As Northshore begins operating under its new permit, researchers continue to work on better ways to identify and count the tiny fibers. Philip Cook, a chemist at the EPA’s Great Lakes Toxicology and Ecology lab in Duluth, spent years studying different types of mineral fibers from around the world, documenting their length, width and other physical characteristics. He concluded that the standard approach for counting fibers probably excludes the vast majority of fragments in a given air sample. He suggested that total surface area was a more reliable predictor of toxicity than size and shape.
Experts in the field are aware of Cook’s analysis, but science—and regulations—change slowly. In a multi-year process, the EPA is working on a new risk assessment for asbestos but it does not contemplate a revised method to define and measure fibers. Congress is considering a bill to ban asbestos, but updating techniques to measure asbestos is not part of that process either.

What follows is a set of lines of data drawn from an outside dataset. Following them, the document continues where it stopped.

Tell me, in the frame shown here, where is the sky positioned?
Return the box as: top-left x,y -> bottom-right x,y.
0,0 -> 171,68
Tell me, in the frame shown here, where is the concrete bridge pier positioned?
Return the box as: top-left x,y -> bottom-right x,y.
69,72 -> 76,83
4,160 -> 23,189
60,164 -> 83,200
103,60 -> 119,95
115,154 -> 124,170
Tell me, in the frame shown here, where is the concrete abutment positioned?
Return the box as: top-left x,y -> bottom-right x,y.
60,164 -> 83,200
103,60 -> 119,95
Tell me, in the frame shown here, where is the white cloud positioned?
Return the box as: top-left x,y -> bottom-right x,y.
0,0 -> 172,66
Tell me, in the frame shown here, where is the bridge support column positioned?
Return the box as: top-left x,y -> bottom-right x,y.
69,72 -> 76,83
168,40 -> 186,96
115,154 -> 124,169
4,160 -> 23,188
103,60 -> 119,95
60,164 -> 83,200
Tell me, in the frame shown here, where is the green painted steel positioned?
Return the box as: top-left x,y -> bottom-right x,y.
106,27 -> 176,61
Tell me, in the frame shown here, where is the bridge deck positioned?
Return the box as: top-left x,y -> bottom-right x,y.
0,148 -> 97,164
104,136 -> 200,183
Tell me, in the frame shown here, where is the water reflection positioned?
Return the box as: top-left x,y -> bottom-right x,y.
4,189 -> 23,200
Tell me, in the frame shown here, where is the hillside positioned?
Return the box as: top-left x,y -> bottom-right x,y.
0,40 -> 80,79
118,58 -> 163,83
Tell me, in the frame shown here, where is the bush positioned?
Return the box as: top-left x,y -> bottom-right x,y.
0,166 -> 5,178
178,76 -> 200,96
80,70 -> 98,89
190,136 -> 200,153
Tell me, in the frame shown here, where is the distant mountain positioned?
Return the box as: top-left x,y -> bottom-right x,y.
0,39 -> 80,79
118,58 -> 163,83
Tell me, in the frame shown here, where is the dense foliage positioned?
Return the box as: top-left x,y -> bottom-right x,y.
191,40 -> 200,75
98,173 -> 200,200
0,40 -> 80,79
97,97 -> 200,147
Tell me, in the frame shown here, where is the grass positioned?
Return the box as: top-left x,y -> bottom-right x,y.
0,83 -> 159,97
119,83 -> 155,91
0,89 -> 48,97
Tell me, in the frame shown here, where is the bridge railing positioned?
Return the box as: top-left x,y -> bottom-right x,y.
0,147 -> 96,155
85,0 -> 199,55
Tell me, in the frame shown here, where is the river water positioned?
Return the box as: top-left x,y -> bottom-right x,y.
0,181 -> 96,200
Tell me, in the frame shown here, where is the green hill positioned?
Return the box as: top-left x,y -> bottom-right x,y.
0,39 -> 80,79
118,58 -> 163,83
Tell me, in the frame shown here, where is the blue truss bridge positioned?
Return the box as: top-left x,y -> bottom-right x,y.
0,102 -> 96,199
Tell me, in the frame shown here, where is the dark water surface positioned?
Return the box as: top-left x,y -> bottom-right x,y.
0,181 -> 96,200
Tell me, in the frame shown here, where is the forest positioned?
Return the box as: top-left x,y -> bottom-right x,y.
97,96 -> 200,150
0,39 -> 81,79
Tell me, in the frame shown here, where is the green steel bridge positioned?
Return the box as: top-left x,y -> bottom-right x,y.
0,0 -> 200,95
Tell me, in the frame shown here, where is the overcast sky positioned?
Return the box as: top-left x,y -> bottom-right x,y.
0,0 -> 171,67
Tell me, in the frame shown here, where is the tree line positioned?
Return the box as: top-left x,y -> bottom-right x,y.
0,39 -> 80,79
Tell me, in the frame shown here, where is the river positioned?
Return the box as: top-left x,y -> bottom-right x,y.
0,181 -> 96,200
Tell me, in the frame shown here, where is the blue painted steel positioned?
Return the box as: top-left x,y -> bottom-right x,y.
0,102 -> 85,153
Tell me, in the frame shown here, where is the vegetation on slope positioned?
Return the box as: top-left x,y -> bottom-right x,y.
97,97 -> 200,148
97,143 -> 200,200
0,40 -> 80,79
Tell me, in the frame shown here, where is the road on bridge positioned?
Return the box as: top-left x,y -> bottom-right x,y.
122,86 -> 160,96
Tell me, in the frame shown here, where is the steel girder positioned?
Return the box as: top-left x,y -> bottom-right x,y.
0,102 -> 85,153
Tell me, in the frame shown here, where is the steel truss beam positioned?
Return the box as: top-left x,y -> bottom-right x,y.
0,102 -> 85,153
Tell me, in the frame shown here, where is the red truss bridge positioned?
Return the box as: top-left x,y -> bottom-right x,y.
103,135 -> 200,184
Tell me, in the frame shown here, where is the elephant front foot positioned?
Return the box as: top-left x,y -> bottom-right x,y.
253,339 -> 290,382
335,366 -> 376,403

Toxicologist Chris Weis at the National Institute for Environmental Health Sciences urges a definition based on health effects rather than minerology. Both the new risk assessment and the proposed ban will fail to protect human health “if the existing (flawed) definition is retained,” he says.
Many questions remain about permits for the 65-year-old Northshore taconite mine and the not-yet-built PolyMet copper-nickel mine. Concerned citizens keep asking those questions. As we consider the workers and the residents of nearby communities, we are reminded that the Minnesota Health Department says “No amount of asbestos is considered safe.”